T. Shaw, ordinal balloting is a good idea, but we do not have it in this country and it was a novelty in the occidental world in 1860, only just introduced in the Antipodes and unknown anywhere else. That aside, if you tallied hypothetical ordinal ballots in each state according to the conventions of the alternate vote and awarded electoral votes accordingly, Lincoln still would have been elected because he won an absolute majority in states comprehending 55% of the electoral vote. The main effect of ranked-choice balloting would have been to redistribute electoral votes from John Breckenridge to John Bell. The only circumstance where Douglas defeats Lincoln would be a national popular vote with ordinal ballots.

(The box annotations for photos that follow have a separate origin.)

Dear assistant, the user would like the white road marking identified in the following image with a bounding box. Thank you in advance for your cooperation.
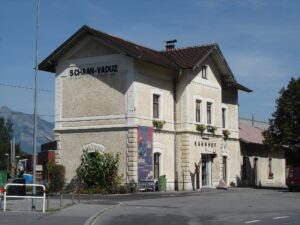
[245,220,260,224]
[273,216,289,220]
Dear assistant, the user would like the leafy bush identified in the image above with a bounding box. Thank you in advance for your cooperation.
[77,151,120,193]
[47,161,65,192]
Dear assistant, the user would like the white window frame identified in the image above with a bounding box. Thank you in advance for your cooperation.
[221,104,229,129]
[194,96,205,124]
[151,90,163,120]
[153,142,164,179]
[205,99,215,126]
[201,65,208,80]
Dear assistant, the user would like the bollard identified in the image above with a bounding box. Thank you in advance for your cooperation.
[72,191,75,205]
[77,189,80,203]
[47,193,50,210]
[59,192,63,208]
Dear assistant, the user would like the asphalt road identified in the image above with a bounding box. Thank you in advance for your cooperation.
[0,188,300,225]
[93,189,300,225]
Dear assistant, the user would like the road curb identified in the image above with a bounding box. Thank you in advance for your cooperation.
[84,203,121,225]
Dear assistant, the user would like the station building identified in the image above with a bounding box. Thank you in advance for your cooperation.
[39,26,251,190]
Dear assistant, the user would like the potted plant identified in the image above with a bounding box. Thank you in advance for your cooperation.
[152,120,166,129]
[207,125,217,134]
[196,124,206,134]
[222,130,230,139]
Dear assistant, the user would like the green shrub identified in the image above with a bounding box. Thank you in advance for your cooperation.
[77,151,121,193]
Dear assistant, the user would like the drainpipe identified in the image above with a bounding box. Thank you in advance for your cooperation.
[173,69,181,191]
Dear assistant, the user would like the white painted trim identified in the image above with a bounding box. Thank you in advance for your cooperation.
[221,103,229,129]
[153,142,165,179]
[58,115,126,122]
[54,124,136,131]
[81,142,105,153]
[204,98,215,126]
[150,89,164,120]
[193,95,204,124]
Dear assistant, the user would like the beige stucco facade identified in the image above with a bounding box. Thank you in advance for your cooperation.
[40,27,251,190]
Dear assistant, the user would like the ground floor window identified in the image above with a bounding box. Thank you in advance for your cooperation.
[154,153,160,179]
[201,155,211,187]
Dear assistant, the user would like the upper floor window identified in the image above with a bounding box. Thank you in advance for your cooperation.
[201,65,207,79]
[222,108,227,128]
[196,99,201,123]
[206,102,213,125]
[153,94,160,118]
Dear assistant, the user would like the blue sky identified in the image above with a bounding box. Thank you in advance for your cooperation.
[0,0,300,121]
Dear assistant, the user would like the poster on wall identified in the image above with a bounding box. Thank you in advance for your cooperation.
[138,126,154,183]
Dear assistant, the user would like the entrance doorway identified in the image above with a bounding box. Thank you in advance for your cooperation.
[201,155,211,187]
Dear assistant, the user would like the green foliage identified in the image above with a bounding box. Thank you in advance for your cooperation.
[152,120,166,129]
[77,151,121,193]
[196,124,206,133]
[47,161,65,192]
[206,125,218,134]
[222,129,230,139]
[263,78,300,163]
[0,117,13,169]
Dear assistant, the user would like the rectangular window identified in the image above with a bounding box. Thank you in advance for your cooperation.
[268,158,274,179]
[201,65,207,79]
[206,102,212,125]
[222,108,226,128]
[196,99,201,123]
[153,94,160,118]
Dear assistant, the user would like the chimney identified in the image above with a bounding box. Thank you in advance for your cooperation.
[166,39,177,51]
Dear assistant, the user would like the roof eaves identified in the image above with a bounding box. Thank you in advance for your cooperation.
[38,25,88,73]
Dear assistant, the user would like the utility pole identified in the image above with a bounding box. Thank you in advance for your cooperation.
[32,0,40,210]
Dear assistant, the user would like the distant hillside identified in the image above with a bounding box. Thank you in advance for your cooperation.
[0,106,54,154]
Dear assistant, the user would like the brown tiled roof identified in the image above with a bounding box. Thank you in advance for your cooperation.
[39,26,216,72]
[163,44,217,69]
[39,26,179,73]
[38,26,251,92]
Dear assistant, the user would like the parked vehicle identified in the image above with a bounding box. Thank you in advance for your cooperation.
[286,166,300,191]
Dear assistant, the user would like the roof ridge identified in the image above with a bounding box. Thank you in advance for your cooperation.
[85,25,160,53]
[161,43,218,52]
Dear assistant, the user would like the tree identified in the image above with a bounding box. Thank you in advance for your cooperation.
[263,78,300,164]
[77,151,119,193]
[47,161,66,192]
[0,117,13,169]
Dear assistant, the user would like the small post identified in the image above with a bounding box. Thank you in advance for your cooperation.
[59,191,63,208]
[47,193,50,210]
[72,191,75,205]
[77,188,80,203]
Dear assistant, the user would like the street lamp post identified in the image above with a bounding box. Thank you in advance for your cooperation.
[5,153,9,177]
[31,0,40,210]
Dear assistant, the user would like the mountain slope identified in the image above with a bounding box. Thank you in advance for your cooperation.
[0,106,54,154]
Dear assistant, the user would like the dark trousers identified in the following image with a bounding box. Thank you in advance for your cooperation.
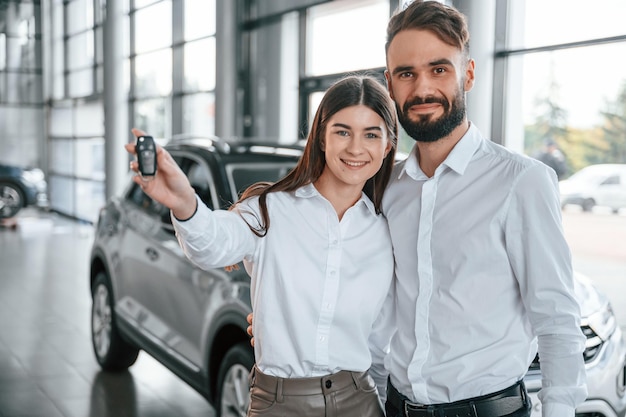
[385,382,532,417]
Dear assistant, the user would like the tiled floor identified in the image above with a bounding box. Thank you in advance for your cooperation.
[0,209,214,417]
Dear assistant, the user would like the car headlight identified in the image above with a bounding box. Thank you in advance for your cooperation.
[580,303,617,362]
[22,168,45,184]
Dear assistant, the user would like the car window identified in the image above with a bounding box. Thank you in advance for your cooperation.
[601,175,619,185]
[187,161,213,209]
[172,152,216,210]
[126,183,170,223]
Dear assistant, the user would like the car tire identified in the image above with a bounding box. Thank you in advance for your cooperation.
[91,272,139,371]
[0,182,24,219]
[581,198,596,211]
[215,342,254,417]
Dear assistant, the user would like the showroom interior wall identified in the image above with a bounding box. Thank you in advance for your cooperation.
[0,0,626,222]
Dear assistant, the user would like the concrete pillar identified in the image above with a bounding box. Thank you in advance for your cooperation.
[453,0,500,142]
[103,0,132,199]
[215,1,235,139]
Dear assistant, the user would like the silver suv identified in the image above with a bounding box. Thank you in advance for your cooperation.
[89,139,302,416]
[524,274,626,417]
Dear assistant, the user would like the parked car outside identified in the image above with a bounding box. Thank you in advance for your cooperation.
[90,140,626,417]
[559,164,626,213]
[89,138,302,417]
[524,273,626,417]
[0,164,48,219]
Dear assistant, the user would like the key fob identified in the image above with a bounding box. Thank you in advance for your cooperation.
[135,136,156,177]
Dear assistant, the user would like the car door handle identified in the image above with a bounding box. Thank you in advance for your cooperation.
[146,248,159,261]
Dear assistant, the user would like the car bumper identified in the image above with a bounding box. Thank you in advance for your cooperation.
[524,328,626,417]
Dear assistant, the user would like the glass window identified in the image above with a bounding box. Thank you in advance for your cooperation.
[133,0,160,9]
[306,0,389,75]
[135,1,172,54]
[67,68,94,98]
[186,159,215,209]
[185,0,216,40]
[0,33,7,70]
[183,93,215,136]
[49,107,74,137]
[74,138,105,181]
[133,98,172,139]
[184,38,215,92]
[50,139,74,176]
[74,102,104,137]
[67,30,94,71]
[135,49,172,97]
[509,0,626,49]
[506,42,626,176]
[73,179,105,223]
[66,0,93,35]
[0,73,43,104]
[48,174,74,216]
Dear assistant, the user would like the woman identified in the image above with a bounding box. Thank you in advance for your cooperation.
[127,76,397,417]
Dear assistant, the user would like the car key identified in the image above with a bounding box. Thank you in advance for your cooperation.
[135,136,156,177]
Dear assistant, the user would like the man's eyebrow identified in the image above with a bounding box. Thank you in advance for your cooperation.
[429,58,454,67]
[391,58,454,75]
[391,65,414,75]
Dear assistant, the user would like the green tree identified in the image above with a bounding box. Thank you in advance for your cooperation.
[600,80,626,164]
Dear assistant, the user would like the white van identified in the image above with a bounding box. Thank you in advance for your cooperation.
[559,164,626,213]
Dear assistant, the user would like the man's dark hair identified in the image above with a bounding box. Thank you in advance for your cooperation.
[385,0,469,57]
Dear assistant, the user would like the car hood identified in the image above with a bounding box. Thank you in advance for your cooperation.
[574,272,608,317]
[559,180,594,195]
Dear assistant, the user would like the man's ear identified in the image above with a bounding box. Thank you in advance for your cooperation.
[385,70,394,100]
[463,59,476,92]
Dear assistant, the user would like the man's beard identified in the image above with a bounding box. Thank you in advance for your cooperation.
[396,88,465,142]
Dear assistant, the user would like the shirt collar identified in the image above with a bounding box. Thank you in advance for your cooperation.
[398,123,483,180]
[295,183,376,215]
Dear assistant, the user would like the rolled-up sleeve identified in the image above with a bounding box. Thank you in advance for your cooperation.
[171,196,256,269]
[505,164,587,417]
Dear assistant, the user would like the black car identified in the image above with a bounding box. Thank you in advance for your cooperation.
[0,164,48,219]
[89,135,302,416]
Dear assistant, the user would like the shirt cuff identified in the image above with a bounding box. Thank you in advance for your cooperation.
[172,194,201,223]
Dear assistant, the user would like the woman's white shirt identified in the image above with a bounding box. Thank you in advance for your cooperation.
[172,184,393,388]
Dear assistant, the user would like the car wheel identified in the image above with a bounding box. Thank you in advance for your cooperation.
[581,198,596,211]
[0,182,24,219]
[91,272,139,371]
[215,342,254,417]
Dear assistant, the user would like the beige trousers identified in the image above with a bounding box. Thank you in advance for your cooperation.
[248,365,384,417]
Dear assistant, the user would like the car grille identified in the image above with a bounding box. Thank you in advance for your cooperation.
[528,325,604,371]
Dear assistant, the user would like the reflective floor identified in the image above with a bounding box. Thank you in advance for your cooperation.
[0,209,215,417]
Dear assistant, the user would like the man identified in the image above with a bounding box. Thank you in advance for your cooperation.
[375,1,586,417]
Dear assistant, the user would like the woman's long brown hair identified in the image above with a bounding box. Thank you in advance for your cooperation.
[231,75,398,236]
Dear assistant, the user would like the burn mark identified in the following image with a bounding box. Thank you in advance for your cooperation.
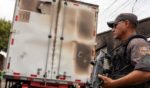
[77,10,94,39]
[64,7,77,34]
[75,43,91,74]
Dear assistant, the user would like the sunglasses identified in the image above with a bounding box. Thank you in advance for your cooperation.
[113,20,125,28]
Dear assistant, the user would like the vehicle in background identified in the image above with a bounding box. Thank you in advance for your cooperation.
[5,0,98,88]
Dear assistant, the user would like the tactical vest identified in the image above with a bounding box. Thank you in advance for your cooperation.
[109,35,148,88]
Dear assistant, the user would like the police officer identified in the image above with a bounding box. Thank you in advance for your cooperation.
[98,13,150,88]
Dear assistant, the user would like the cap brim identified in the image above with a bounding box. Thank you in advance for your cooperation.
[107,21,115,28]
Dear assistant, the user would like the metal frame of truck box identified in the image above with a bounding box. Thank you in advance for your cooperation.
[5,0,98,88]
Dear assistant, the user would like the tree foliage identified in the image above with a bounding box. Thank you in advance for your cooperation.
[0,19,11,50]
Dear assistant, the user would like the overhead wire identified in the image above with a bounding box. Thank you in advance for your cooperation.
[132,0,138,13]
[102,0,118,13]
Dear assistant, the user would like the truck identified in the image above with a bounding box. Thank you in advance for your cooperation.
[4,0,98,88]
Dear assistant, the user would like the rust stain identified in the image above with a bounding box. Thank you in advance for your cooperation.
[77,10,95,39]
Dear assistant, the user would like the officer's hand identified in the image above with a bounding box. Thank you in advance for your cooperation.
[98,75,116,88]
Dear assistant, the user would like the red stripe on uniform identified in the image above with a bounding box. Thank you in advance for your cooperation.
[15,16,19,21]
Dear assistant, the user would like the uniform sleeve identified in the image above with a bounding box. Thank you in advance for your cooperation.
[129,39,150,71]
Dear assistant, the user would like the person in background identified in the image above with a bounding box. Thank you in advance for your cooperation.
[98,13,150,88]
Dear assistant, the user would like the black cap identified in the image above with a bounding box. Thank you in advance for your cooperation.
[107,13,138,28]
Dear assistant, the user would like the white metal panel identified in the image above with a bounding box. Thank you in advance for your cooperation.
[48,1,97,82]
[7,0,54,78]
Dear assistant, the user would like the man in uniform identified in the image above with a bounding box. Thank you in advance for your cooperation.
[98,13,150,88]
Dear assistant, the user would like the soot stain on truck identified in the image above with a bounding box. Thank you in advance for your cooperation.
[75,43,91,74]
[77,10,94,39]
[20,0,51,14]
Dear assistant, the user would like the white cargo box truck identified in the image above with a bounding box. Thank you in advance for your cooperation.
[5,0,98,88]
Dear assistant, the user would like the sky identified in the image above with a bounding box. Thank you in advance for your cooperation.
[0,0,150,33]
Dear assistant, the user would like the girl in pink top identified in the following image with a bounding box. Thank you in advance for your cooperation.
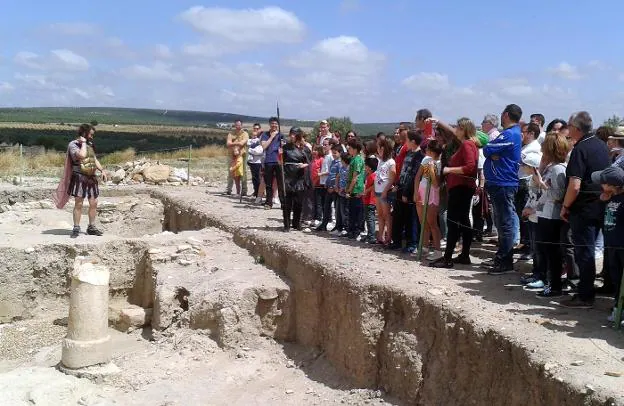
[414,139,442,254]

To clarify, Lincoln won an absolute majority in 15 states, and these comprehended 55% of the electoral vote. Breckenridge did so in 6 states with 12% of the electoral votes. Neither Douglas nor Bell won an absolute majority anywhere, but it’s a reasonable wager that Bell might have garnered enough posited 2d choice votes in the South to win many states’ votes. Regarding Douglas, it’s a reasonable wager that that might have happened in California, Oregon, and New Jersey (which between them had < 5% of the electoral vote).
“in each of 15 states” arrrgh.
A Laconic answer: “If.” See Bennett’s Book of Virtues.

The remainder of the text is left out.